Rezension

Weit mehr als ein Beziehungsroman

Wellness -

Wellness
von Nathan Hill

Bewertet mit 5 Sternen

Über eine Liebe und Ehe, die heftige Risse bekommt, ist schon viel geschrieben worden. Selten ging ein Autor aber so in die Tiefe wie Nathan Hill in diesem Roman.

Die Psychologiestudentin Elizabeth und der junge Fotograf Jack lernen sich 1993 in Chicago kennen und werden schnell ein unzertrennliches Paar. Der Kontrast zwischen der Phase, in der sie auf Wolke sieben schweben, und ihrer Ehe, in der Planung und Pragmatismus jegliche Romantik vertreibt, wird durch den dramaturgischen Aufbau verstärkt. Der Autor springt wild zwischen verschiedenen Zeitebenen hin und her und breitet die Herkunft und Familiengeschichte der beiden episch aus, so dass man begreift, warum sie so handeln wie sie handeln.

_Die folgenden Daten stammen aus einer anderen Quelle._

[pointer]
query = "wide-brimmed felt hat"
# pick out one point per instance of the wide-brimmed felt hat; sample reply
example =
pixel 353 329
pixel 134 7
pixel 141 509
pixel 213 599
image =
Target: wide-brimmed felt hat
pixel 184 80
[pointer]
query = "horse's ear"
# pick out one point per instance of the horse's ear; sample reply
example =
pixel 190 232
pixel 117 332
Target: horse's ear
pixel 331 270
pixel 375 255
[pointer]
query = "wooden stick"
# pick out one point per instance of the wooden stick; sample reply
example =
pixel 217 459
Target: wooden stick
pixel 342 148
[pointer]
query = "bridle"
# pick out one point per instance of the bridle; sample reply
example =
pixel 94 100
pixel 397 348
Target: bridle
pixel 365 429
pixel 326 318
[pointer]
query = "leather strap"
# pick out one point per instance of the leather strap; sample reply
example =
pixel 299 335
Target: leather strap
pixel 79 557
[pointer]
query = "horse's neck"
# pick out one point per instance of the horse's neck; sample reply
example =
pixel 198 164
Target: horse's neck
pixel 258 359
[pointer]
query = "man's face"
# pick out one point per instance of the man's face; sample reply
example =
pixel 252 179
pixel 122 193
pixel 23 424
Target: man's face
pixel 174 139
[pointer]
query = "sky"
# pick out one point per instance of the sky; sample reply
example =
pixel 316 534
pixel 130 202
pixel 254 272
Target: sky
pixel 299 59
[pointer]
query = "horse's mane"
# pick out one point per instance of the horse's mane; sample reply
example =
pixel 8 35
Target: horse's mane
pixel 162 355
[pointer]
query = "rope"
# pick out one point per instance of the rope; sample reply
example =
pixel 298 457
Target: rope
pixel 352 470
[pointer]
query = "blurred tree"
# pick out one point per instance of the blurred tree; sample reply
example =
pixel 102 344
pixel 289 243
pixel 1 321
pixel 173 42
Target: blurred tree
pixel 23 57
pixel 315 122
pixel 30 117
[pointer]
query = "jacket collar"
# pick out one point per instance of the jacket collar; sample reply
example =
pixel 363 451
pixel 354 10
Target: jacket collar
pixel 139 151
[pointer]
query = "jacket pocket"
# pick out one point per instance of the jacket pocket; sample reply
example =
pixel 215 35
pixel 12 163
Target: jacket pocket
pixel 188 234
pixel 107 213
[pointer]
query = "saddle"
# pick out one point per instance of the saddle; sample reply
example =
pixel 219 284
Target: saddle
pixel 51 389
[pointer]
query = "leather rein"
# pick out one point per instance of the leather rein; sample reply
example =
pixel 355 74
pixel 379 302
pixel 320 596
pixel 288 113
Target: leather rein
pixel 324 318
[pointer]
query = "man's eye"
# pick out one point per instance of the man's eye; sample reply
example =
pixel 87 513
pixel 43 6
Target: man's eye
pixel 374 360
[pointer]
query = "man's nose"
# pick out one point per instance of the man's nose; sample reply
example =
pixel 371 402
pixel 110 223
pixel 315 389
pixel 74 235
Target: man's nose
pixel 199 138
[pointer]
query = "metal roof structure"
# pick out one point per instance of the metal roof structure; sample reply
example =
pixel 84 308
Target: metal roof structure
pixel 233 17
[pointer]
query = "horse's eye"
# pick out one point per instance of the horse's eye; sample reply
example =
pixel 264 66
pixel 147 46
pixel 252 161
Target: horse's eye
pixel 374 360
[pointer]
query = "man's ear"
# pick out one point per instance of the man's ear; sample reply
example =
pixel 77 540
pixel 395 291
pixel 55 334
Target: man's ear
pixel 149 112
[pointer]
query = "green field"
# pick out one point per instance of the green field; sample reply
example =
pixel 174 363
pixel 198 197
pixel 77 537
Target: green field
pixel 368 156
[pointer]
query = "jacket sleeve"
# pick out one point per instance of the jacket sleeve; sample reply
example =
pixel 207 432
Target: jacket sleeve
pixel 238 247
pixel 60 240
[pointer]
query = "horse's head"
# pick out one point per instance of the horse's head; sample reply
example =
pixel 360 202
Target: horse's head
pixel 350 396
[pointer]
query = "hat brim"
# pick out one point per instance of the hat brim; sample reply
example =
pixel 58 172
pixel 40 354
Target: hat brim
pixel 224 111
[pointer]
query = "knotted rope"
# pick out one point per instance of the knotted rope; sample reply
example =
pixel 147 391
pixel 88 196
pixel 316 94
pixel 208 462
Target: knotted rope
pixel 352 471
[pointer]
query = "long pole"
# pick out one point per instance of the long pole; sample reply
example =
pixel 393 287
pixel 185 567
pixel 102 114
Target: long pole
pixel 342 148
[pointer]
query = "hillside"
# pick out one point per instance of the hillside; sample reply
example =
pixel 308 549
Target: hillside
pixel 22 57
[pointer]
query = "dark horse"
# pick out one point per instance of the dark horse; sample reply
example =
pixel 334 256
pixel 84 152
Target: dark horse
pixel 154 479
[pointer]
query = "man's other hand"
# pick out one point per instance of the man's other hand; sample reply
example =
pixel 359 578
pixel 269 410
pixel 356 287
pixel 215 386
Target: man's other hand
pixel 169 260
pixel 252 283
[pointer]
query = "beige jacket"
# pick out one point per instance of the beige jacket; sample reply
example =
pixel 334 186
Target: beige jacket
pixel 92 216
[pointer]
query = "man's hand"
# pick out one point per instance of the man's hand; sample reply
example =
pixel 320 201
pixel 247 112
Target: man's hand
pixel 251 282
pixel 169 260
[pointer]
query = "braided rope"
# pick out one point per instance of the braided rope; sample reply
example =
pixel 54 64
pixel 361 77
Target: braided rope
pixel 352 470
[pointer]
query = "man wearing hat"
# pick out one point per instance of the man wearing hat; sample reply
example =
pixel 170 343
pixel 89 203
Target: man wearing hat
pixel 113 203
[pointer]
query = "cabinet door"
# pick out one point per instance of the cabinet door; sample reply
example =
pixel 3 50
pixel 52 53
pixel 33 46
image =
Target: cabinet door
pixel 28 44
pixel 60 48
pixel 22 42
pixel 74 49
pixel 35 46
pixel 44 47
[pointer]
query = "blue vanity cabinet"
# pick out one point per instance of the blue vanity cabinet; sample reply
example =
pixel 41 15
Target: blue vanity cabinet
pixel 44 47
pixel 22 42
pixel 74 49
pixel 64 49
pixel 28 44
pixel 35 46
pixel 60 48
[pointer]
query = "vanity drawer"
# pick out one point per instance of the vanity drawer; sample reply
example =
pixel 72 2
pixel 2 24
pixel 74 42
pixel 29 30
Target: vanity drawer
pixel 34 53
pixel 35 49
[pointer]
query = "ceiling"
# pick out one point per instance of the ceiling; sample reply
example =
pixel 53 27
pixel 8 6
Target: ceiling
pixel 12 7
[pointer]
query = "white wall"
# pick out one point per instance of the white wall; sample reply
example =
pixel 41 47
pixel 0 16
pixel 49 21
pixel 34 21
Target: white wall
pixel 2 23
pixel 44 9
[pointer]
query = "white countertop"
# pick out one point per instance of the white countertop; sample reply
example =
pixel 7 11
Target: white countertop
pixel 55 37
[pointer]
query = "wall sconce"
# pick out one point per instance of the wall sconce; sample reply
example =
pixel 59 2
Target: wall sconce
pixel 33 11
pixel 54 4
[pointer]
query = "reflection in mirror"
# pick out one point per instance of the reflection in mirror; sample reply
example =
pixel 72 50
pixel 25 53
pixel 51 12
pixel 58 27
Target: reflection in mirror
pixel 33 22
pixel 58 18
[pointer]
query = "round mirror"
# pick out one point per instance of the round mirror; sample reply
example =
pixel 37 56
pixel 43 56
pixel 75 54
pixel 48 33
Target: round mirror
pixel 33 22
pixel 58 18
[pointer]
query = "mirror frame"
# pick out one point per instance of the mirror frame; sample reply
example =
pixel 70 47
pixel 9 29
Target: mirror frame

Nathan Hill geht nicht nur in die Tiefe, sondern auch in die Breite und entlarvt, was die Haupt- und Nebenfiguren mit ihren unterschiedlichen Überzeugungen und Illusionen für die Realität halten. Egal, ob es um Gentrifizierung, Beziehungspsychologie, Verschwörungstheorien, Algorithmen oder Spiritualität geht, über jedes Thema schreibt er so detailliert und kenntnisreich, als wäre es sein Fachgebiet. Immer wenn ich das Gefühl hatte, es wird zu ausufernd, wurde ich von einer neuen Offenbarung überrascht. Dieser großartige Roman über zwei Menschen, die lernen müssen, mit der Last ihrer Vergangenheit und den Unwägbarkeiten der Gegenwart umzugehen, ist mit viel Humor gespickt und bereitete mir trotz der über 700 Seiten ein kurzweiliges Lesevergnügen.